Andrew Griffiths apelou a cortes trabalhistas no próximo orçamento, alertando que o fardo do país está “atingindo território sangrento”.
O novo chanceler sombra conservador criticou o chanceler John Healy por estar “fora de seu alcance” após relatos de que Healy não estava preparado para o mau estado das finanças do Reino Unido antes de ser empossado no 11º lugar por Andy Burnham.
Num discurso numa faculdade de Londres, Griffiths disse que “os mercados podem sentir o cheiro de fraqueza” ao lançar novas políticas destinadas a ajudar as pequenas empresas.
Ele disse, se os Conservadores ganharem o poder O IR35 substituirá as regras fiscais para os trabalhadores independentes – introduzidas pelos conservadores em 2015 – classificando-o como “opressivo” para as pequenas empresas e comerciantes individuais.
“Em vez de começarem um emprego, são forçados a gastar tempo e dinheiro a serem rastreados e rastreados pelo HMRC, preenchendo quatro relatórios adicionais por ano antes mesmo de iniciarem a sua declaração de impostos”, disse ele.
‘Quando o Partido Conservador estiver de volta ao governo, quero ser chanceler das pequenas empresas e dos trabalhadores independentes, é por isso que estou aqui.’
É o Sr. Healey reuniu-se hoje com os financiadores dos sindicatos trabalhistas para ouvir as suas exigências em matéria de impostos e do Brexit.
A chanceler está recebendo doadores do partido faltando apenas seis semanas para um orçamento potencialmente crucial.

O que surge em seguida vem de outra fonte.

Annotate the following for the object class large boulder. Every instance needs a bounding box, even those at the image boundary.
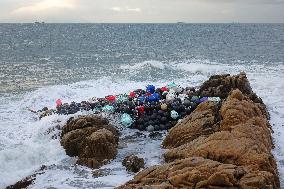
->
[61,115,118,168]
[119,85,280,189]
[163,101,220,148]
[197,72,263,104]
[118,157,277,189]
[164,89,278,183]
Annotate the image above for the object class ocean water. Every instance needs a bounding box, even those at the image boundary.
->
[0,24,284,189]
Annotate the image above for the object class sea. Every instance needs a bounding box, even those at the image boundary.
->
[0,23,284,189]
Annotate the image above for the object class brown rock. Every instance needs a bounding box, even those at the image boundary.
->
[164,89,278,183]
[122,155,145,173]
[163,102,219,148]
[197,72,269,108]
[61,116,118,168]
[6,165,47,189]
[118,157,276,189]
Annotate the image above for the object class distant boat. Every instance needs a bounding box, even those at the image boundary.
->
[34,22,45,25]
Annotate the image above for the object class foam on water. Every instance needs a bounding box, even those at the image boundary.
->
[0,60,284,188]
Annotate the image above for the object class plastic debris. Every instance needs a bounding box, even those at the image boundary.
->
[121,113,133,127]
[102,105,114,113]
[171,110,179,119]
[146,85,155,94]
[55,99,62,107]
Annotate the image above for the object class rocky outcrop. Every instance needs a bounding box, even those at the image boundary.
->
[197,72,263,108]
[118,157,277,189]
[6,165,47,189]
[119,74,280,189]
[122,155,145,173]
[162,102,220,148]
[61,116,118,168]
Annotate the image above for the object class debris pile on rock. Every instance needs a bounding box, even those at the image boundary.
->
[36,83,221,132]
[119,73,280,189]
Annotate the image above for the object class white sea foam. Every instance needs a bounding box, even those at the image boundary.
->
[0,60,284,188]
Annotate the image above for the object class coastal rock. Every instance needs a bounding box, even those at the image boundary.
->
[6,165,47,189]
[122,155,145,173]
[197,72,263,104]
[119,86,280,189]
[61,116,118,168]
[162,101,220,148]
[164,89,278,183]
[118,157,277,189]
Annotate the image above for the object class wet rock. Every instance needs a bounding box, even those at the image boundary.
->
[119,85,280,189]
[118,157,276,189]
[162,102,219,148]
[148,132,163,140]
[122,155,145,173]
[61,116,118,168]
[197,72,264,104]
[6,165,47,189]
[164,89,279,183]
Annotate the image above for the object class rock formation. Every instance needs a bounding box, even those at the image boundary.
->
[61,116,118,168]
[119,74,280,189]
[122,155,145,173]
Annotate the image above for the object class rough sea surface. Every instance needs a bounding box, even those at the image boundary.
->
[0,24,284,189]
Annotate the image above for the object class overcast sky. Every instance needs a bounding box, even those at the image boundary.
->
[0,0,284,23]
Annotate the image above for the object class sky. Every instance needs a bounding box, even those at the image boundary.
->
[0,0,284,23]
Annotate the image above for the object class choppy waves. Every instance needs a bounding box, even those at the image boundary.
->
[0,59,284,188]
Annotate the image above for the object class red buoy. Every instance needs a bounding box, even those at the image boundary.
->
[106,95,115,102]
[55,99,62,107]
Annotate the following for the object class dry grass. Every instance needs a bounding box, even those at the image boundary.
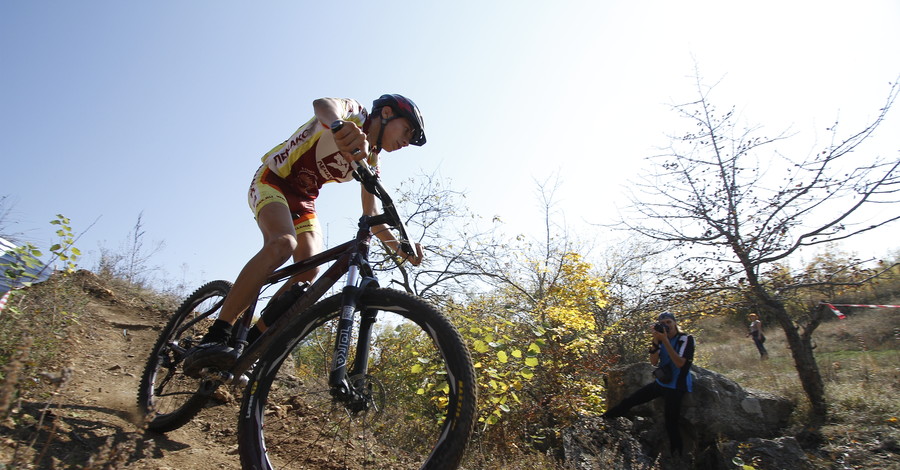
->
[696,309,900,469]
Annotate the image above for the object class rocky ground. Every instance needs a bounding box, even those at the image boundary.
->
[2,290,240,470]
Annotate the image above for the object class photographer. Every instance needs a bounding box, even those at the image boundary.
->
[603,312,694,456]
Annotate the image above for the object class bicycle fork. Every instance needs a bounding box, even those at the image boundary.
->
[328,264,377,411]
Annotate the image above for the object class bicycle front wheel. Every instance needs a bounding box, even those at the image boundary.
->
[238,289,476,470]
[138,281,231,432]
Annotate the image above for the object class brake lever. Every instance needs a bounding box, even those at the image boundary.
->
[331,120,418,256]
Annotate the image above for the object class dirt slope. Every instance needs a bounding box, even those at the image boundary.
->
[0,292,240,470]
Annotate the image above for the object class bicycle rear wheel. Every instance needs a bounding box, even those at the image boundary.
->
[238,289,476,470]
[138,281,231,432]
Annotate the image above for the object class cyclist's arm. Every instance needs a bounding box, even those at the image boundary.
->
[360,185,424,266]
[313,98,369,162]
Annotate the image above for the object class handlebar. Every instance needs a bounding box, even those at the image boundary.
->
[331,121,416,256]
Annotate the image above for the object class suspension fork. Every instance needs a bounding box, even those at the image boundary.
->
[328,264,377,399]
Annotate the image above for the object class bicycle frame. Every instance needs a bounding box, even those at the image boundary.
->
[217,209,386,398]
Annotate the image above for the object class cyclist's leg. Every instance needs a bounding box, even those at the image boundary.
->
[184,203,297,376]
[184,165,297,376]
[219,203,298,324]
[248,209,323,334]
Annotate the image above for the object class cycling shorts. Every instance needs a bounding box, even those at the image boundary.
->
[247,165,321,235]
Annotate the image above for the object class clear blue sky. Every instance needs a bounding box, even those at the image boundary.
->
[0,0,900,290]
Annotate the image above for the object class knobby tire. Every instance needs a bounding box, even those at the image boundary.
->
[138,281,231,432]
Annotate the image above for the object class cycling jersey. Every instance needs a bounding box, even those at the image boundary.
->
[248,99,369,233]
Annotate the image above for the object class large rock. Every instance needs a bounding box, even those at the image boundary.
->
[606,363,793,444]
[563,363,808,470]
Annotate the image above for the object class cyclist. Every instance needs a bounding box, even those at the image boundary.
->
[184,94,425,375]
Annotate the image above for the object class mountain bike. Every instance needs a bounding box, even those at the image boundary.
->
[138,137,476,469]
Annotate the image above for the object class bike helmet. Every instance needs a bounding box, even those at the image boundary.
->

O novo chanceler sombra conservador ‘fora de seu alcance’ critica o chanceler John Healy, dizendo que Healy não estava preparado para a situação financeira do Reino Unido
Aconteceu no momento em que Healy se reuniu hoje com os assalariados dos sindicatos trabalhistas para ouvir suas demandas em relação aos impostos e ao Brexit.

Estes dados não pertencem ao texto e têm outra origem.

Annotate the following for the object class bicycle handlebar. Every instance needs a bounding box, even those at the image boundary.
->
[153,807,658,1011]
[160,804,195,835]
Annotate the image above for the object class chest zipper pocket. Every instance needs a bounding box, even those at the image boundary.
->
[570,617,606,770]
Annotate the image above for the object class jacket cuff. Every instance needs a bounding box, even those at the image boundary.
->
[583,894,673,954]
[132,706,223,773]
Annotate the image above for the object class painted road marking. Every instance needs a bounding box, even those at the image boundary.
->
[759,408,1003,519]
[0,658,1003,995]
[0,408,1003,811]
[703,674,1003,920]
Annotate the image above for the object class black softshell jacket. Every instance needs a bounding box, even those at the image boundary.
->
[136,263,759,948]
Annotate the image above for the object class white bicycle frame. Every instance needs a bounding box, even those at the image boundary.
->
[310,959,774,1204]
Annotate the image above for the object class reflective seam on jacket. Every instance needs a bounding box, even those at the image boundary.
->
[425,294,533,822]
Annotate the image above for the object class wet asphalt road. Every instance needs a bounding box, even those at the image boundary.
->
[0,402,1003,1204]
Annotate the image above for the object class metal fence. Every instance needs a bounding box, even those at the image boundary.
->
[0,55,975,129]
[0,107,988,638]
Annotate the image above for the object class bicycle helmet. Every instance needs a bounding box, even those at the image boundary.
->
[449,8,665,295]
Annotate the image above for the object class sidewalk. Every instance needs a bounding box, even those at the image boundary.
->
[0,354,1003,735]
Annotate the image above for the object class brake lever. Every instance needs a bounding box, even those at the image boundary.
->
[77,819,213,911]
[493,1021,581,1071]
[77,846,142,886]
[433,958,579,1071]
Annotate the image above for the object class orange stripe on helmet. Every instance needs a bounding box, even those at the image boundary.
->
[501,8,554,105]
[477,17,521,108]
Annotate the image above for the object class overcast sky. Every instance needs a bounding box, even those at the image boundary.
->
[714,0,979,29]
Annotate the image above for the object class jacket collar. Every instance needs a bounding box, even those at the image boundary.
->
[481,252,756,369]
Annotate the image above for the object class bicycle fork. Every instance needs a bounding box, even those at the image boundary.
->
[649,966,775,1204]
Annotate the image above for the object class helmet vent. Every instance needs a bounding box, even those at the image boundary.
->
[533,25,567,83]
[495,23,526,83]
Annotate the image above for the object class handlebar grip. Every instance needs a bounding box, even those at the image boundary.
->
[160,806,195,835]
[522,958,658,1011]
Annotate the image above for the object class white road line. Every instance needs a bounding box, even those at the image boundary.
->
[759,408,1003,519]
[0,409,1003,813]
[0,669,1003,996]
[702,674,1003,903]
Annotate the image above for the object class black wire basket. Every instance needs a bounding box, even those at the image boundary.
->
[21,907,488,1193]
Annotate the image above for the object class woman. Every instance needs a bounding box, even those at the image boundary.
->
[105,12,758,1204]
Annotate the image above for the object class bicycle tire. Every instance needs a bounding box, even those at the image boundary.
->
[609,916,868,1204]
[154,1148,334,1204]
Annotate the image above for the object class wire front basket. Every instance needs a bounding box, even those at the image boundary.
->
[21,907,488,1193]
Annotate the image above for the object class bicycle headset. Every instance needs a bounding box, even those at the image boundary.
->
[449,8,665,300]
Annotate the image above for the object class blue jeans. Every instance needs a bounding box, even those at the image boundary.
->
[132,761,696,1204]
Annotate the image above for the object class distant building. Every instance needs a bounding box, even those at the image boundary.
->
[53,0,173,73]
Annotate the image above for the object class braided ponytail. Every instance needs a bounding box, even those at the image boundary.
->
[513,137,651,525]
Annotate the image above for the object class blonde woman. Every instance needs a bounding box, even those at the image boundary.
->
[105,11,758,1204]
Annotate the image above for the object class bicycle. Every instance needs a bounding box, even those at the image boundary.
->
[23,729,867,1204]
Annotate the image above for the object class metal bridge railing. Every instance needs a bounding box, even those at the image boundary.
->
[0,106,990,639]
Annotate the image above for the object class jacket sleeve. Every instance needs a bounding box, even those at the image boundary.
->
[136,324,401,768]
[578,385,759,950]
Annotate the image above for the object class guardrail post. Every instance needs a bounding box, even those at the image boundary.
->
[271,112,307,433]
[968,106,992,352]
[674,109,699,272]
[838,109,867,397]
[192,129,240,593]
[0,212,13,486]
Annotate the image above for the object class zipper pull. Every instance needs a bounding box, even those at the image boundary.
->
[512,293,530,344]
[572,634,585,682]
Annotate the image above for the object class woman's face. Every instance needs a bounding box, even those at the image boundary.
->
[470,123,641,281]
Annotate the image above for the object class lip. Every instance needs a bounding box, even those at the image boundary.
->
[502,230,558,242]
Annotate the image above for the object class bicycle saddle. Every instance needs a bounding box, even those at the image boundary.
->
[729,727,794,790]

Espera-se que elaborem uma “lista de desejos”, incluindo a eliminação do imposto sobre a riqueza, o aumento dos subsídios pessoais, o afrouxamento das regras financeiras e a redução das relações com a UE.
Griffiths anunciou que encomendou um grupo de trabalho para investigar como reformar o sistema de cumprimento fiscal com vista a reduzir os encargos enfrentados pelas pequenas empresas.

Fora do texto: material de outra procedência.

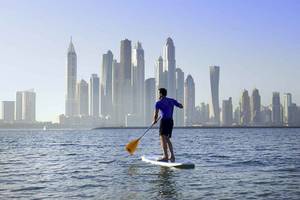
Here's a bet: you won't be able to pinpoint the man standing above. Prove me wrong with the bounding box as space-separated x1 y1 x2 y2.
153 88 183 162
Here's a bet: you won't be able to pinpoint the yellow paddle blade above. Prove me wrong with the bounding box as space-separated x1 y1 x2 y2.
126 139 140 155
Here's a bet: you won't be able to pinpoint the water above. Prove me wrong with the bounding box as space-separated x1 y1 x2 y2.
0 129 300 199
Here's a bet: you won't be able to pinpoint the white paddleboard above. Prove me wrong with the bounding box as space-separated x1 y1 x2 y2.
142 156 195 169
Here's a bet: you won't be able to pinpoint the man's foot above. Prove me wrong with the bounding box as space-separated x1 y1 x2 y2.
157 157 168 162
170 156 175 162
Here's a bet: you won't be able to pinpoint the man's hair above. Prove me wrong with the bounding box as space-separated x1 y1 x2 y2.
158 88 167 97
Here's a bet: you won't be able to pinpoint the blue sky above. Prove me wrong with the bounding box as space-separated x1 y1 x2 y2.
0 0 300 120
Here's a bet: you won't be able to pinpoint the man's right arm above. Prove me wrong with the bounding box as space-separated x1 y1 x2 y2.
152 109 159 124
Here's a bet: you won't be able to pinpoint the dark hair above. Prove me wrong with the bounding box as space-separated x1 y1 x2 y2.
158 88 167 97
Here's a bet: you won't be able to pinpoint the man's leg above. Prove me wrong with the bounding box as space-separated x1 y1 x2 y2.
167 137 175 162
160 135 168 159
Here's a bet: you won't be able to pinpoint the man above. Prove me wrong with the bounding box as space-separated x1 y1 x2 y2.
153 88 183 162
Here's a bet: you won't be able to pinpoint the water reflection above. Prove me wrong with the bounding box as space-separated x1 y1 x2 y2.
157 167 179 199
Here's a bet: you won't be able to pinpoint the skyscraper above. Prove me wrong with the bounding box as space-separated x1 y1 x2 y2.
112 60 125 126
155 56 167 99
76 79 89 116
145 78 156 125
164 37 176 98
184 75 195 126
15 91 23 121
1 101 15 123
65 38 77 117
89 74 100 118
174 68 184 126
100 50 113 116
22 89 36 123
240 90 251 126
209 66 220 125
272 92 282 126
222 97 233 126
120 39 133 117
251 88 261 125
283 93 292 124
132 42 145 125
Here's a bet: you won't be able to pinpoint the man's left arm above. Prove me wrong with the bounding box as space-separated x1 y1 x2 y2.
174 99 183 109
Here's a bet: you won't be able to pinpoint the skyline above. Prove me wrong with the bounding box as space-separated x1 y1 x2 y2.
0 1 300 121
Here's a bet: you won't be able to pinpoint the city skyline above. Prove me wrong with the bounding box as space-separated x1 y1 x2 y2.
0 1 300 121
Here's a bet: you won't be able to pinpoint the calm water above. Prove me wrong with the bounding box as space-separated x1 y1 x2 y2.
0 129 300 199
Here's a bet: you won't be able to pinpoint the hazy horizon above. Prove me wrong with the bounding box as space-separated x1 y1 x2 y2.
0 0 300 121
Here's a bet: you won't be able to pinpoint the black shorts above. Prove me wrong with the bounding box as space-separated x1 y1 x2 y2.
159 119 174 138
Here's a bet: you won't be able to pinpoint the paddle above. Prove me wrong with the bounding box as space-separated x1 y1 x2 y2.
125 117 160 155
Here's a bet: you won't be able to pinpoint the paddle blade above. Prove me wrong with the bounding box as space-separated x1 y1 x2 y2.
126 139 140 155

Será liderado pelo colega conservador Lord Mackinlay de Richborough, ex-deputado do South Thanet, e Robert Colville, diretor cessante do centro de estudos do Centro de Estudos Políticos.
As pequenas empresas enfrentam um custo combinado de 25 mil milhões de dólares por ano devido ao cumprimento das obrigações fiscais, e os proprietários de empresas gastam 44 horas por ano com documentação fiscal, estimou anteriormente a Federação das Pequenas Empresas.
Griffiths também criticou a prática de nomear barões sindicais para o conselho de administração do Banco de Inglaterra, após a nomeação do chefe do TUC, Paul Novak.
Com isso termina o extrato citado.